March 28, 2023

Crying is human nature. It is healthy. It is a relief. But why did Jesus stop the Nain widow and the daughters of Jerusalem from weeping?
Jesus has the right to tell to the bereaved, “Stop crying,” because He has the power and authority to raise the dead.
“Soon afterwards, He went to a town called Nain, and His disciples and a large crowd went with Him. As he approached the gate of the town, a man who had died was being carried out. He was his mother’s only son, and she was a widow; and with her was a large crowd from the town. When the Lord saw her, He had compassion for her and said to her, “Do not weep.” Then He came forward and touched the bier, and the bearers stood still. And He said, “Young man, I say to you, rise!” The dead man sat up and began to speak. (Luke 7:11-15)
Jesus commanded the daughters of Jerusalem to stop weeping for Him but to weep for themselves and their children because he knew he will die but he will resurrect.
“A great number of people followed Him, including women who kept mourning and wailing for Him. But Jesus turned to them and said, “Daughters of Jerusalem, do not weep for Me, but weep for yourselves and for your children.” (Luke 23:27-28)
Jesus has the right to say, “Stop weeping” because He has the power and authority to raise Himself from the dead but the people cannot.
I feel bad to hear from people, pastors, and priests attending wakes and funerals saying, “Stop crying,” addressing it to the bereaved family.
For us to tell the bereaved family to stop crying is telling them not to admit the death of their beloved dead. To tell the bereaved family to stop crying is to suppress their feelings. It is not healthy. We instead console them with our songs and prayers.
Physical death is the cessation of earthly life. If somebody dies, it’s a loss. It is painful. Hence, we express it by crying or grieving. Crying is emotionally and psychologically healthy. Crying is always accompanied with tears.
When we are overloaded with joy, we also cry with tears. We say, “Tears of joy.”
On Oct. 28, I officiated a wedding where the bride expressed her gratitude to the congregation after the Holy Mass. She was in tears, not for regret but for overflowing joy.
The first thing we hear when a baby is born is a loud cry. We don’t hear other things from the baby but a cry. When the mother hears the cry of her baby, she is relieved from worries, she is loaded with joy, her morale is boosted because the cry of the baby meant life.

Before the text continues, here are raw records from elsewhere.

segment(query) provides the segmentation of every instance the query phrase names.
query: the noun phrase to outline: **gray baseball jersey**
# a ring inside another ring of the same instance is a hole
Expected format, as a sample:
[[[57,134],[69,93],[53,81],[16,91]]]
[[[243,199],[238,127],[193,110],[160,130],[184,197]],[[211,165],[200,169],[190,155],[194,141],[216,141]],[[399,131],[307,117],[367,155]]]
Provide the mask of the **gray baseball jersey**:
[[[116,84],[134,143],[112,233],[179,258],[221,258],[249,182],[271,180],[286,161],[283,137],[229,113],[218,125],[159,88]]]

Crying is not a sign of weakness and defeat. Jesus also cried. He cried when his friend Lazarus died.
“When Jesus saw her weeping, and the Jews who had come with her also weeping, He was deeply moved in spirit and troubled. “Where have you put him?” He asked. “Come and see, Lord,” they answered. Jesus wept. Then the Jews said, “See how He loved him!” (John 11:13)
Jesus grieved over Jerusalem for frustration. “As Jesus approached Jerusalem and saw the city, He wept over it.” (Luke 19:41)
On the cross, tears were falling from his eyes. Jesus felt abandoned. He cried, “My God, my God, why have you forsaken me?” Jesus was indeed a human person.
Crying is a healthy expression of the human nature. Let us not suppress crying. We can’t prevent other people from crying especially in times of loss. Let them cry. Let them grieve but equally we condole with them with our presence, with our moral support, and the story of Jesus who has the authority and power to raise the dead. Jesus is God.
Happy All Saints’ Day and Happy All Souls’ Day.